Bir kez daha uyarıyoruz: Şayet kapitalist şirketlerin kâr hırsı için gölün yok olmasına seyirci kalırsak, bunun sonuçları hepimiz için ağır olacak. Bu sebeple yağan yağışlardan dolayı sorunun çözüldüğü fikrine kapılmayalım. Gölden sanayi amaçlı su çekilmesine tepkimiz devam etmeli. Aynı şekilde gölü besleyen su kaynaklarının su fabrikalarınca yok edilmesine de tepki gösterilmeli. Bu hepimiz için hayati bir sorumluluktur.

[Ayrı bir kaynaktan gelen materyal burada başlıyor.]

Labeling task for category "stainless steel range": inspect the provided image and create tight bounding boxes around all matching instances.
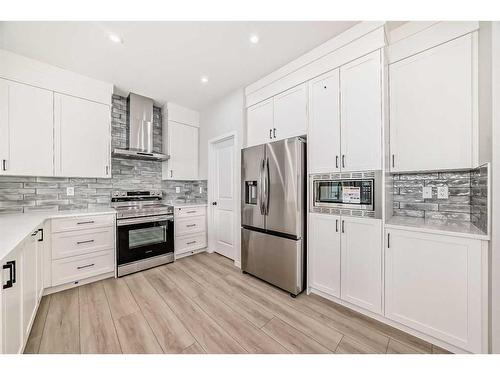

Suyumuzla birlikte her geçen gün betonlaşan toprağımıza da sahip çıkmak zorundayız. TOKİ tarafından yıkılacak şehir stadının yerine rezidans ve AVM yapılacak olmasına kayıtsız kalamayız. Yeşil alanların her gün azaldığı şehrimizde, o arazinin park olarak halka açılması gerekmektedir. Bunun yerine orayı da taşlaştırmak kabul edilemez.
Yetmezmiş gibi şimdi buna Şeker Fabrikası arazilerinin de aynı şekilde konut alanına dönüştürülmesi iddiaları eklendi. Tüm bu gelişmeler kentsel dönüşüm adı altında nasıl bir rant pazarlığının yürütüldüğünü gözler önüne seriyor.
Platformumuz, geçici çıkarlar uğruna Allah’ın emaneti olan tabiatın bu şekilde talan edilmesine kesinlikle sessiz kalmayacaktır.
Bu haftaki açıklamamızı, Lokman Suresi’nin 16. Ayetteki uyarıyı hatırlatarak tamamlıyoruz:
“Ey oğlum, (yaptığın iş) gerçekten bir hardal tanesi ağırlığında olsa da, (bu,) ister bir kaya parçasından ya da göklerde veya yerin derinliklerinde de bulunsa bile, Allah onu getirir, (açığa çıkarır). Şüphesiz Allah, latif olandır, (her şeyden) haberdardır.”
İşittik ve itaat ettik. Önümüzdeki hafta, yine burada, aynı saatte buluşmak üzere.